3. Observe without intervention

When you notice your children fighting over a materialistic object, control yourself and refrain from plunging into the matter unless and until things become physical between them. Your intervention would only worsen the situation, leading to a win-lose competitive outcome and end up with one of them getting deeply hurt. Moreover, your child will never grow up to fight his own battle and would always rely on you to solve his problems and quarrels with others.

4. Know yourself

Every child is not revolting by nature. There are some who silently accept things even if a toy is forcefully snapped from them by some other child. In such cases, most of the time parents start reacting to their own feelings, completely ignoring their child’s reaction to it. Do not ever step in on your child’s behalf by projecting your own emotions to a given situation. Remember, after all its your child’s problem and not yours.

5. Use distraction

Not all quarrels and fights between kids have to necessarily end up in teaching them moral science lessons on sharing. At times, just try to deviate your child’s attention to some other thing so as to change his mood. Involving and indulging him in something else can make him forget the previous episode of conflict completely.
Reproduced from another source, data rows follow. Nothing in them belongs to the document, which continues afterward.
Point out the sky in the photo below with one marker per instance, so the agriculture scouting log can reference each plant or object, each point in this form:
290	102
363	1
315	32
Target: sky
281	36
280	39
6. Understand sibling dynamics

An older child might be seen generously sharing his personal belongings with his friends, but might refrain from doing the same with his younger brother. This occurs mainly because he tries to resolve his revenge by a tit-for-tat formula, remembering incidents when his younger brother had not shared his toys with him. However, as parents you should try to understand this sibling dynamics and teach them to recollect the positive angle by remembering things which they did for each other rather than holding back and cribbing on what they did not share, thereby giving rise to bitterness and obsession about their things. Also, involve them in group activities which would automatically instigate them to share with each other.

7. Work on relationships

Sometimes the problem is not as simple and small as it appears to be, it might be a counter reaction of a former emotional outbreak which has already made enough room in your child’s mind. Try to reach to the core of the fight which might involve some deeper issues, causing your child to behave and react in this non-sharing and ruthless manner. Resolve it to the best of your child’s interest.